The Manorial Society of Great Britain Limited is a private limited company by Guarantee incorporated on 30 December 1996 with a membership of approximately 1,900 Lords of the Manor, feudal barons, peers, and historians mainly from the United Kingdom and Ireland. The society aims to promote the study of English history, specifically the monarchy and parliamentary institutions, while preserving manorial records and fostering comradeship among those with similar interests.

==Governance==
The Governing Council of the Manorial Society of Great Britain in 2018 includes the following members of the British peerage and knightage amongst whom one usually hosts an annual reception at the House of Lords.
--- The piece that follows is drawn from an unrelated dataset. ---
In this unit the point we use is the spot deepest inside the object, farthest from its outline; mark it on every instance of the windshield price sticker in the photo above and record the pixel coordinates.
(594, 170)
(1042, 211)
- The Right Honourable the 10th Earl of Shannon
- The Right Honourable the Lord Sudeley, MA (Oxon), FSA
- The Right Honourable Sir Desmond Lorenz de Silva, QC, PC, KStJ
- Mr Cecil Humphery-Smith, OBE, FSA

==Original foundation==
The original Manorial Society was established as a pressure group in 1906 but did not long survive. Another organization claiming to be a revival was registered in 1995 as "The Manorial Society Limited" under Company registration No. 03111590. Both organizations are no longer connected to the original society.

==Source of information==
Her Majesty's Land Registry refers to the Manorial Society of Great Britain as a source of information in assisting research on manors as officially indicated on HMLR Practice Guide 22.

==Publications==
In 1996 the Society co-published a guide to Manorial Law.

In 2012 the Society published a Manorial Directory, listing a number of surviving manorial lordships and feudal baronies in Great Britain and Ireland, with their histories and biographical information on their current holders.